Project

General

Profile

Actions

Feature #19322

open

Support spawning "private" child processes

Added by kjtsanaktsidis (KJ Tsanaktsidis) almost 2 years ago. Updated almost 2 years ago.

Status:
Open
Assignee:
-
Target version:
-
[ruby-core:111712]

Description

Background

The traditional Unix process APIs (fork etc) are poorly isolated. If a library spawns a child process, this is not transparent to the program using the library. Any signal handler for SIGCHLD in the program will be called when the spawned process exits, and even worse, if the parent calls Process.waitpid2(-1), it will consume the returned status code, stealing it from the library!

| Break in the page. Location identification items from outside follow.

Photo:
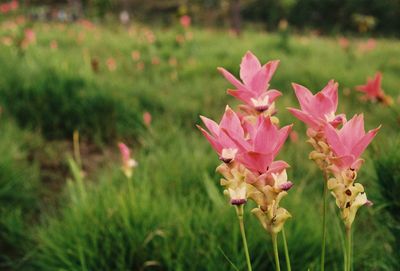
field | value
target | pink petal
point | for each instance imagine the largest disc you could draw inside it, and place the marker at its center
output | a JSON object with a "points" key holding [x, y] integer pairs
{"points": [[304, 95], [214, 143], [343, 162], [273, 94], [258, 83], [270, 68], [331, 92], [255, 162], [283, 135], [352, 131], [359, 148], [211, 125], [249, 67], [304, 117], [242, 95], [266, 136], [228, 76], [231, 123], [334, 140], [278, 166]]}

Unfortunately, the practice of responding to SIGCHLD by calling waitpid2(-1) in a loop is a pretty common unixism. For example, Unicorn does it here. In short, there is no reliable way for a gem to spawn a child process in a way that can’t (unintentionally) be interfered with by other parts of the program.

Problem statement

Consider the following program.

# Imagine this part of the program is in some top-level application event loop
# or something - similar to how Unicorn works. It detects child processes exiting
# and takes some action (possibly restarting a crashed worker, for example).
Signal.trap(:CHLD) do
  loop do
    begin
      pid, status = Process.waitpid2 -1
      puts "Signal handler reaped #{pid} #{status.inspect}"
    rescue Errno::ECHILD
      puts "Signal handler reaped nothing"
      break
    end
  end
end

# Imagine that _this_ part of the program is buried deep in some gem. It knows
# nothing about the application SIGCHLD handling, and quite possibly the application
# author might not even know this gem spawns a child process to do its work!
require 'open3'
loop do
  o, status = Open3.capture2("/bin/sh", "-c", "echo 'hello'")
  puts "ran command, got #{o.chomp} #{status.inspect}"
end

In current versions of Ruby, some loop iterations will function correctly, and print something like this. The gem gets the Process::Status object from its command and can know if e.g. it exited abnormally.

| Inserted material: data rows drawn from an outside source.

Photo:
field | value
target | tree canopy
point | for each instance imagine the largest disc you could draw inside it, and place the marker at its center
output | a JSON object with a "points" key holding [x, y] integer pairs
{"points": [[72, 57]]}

ran command, got ohaithar #<Process::Status: pid 1153687 exit 0>
Signal handler reaped nothing

However, other iterations of the loop print this. The signal handler runs and calls Process.waitpid2(-1) before the code in open3 can do so. Then, the gem code does not get a Process::Status object! This is also potentially bad for the application; it reaped a child process it didn't even know existed, and it might cause some surprising bugs if the application author didn't know this was a possibility.

Signal handler reaped 1153596 #<Process::Status: pid 1153596 exit 0>
Signal handler reaped nothing
ran command, got ohaithar nil

We would like a family of APIs which allow a gem to spawn a child process and guarantees that the gem can wait on it. Some concurrent call to Process.waitpid2(-1) (or even Process.waitpid2($some_lucky_guess_for_the_pid)) should not steal the status out from underneath the code which created the process. Ideally, we should even suppress the SIGCHLD signal to avoid the application signal handler needlessly waking up.

Proposed Ruby-level APIs.

I propose we create the following new methods in Ruby.

  • Process.spawn_private
  • Process.fork_private

These methods behave identically to their non-_private versions in all respect, except instead of returning a pid, they return an object of type Process::PrivateHandle.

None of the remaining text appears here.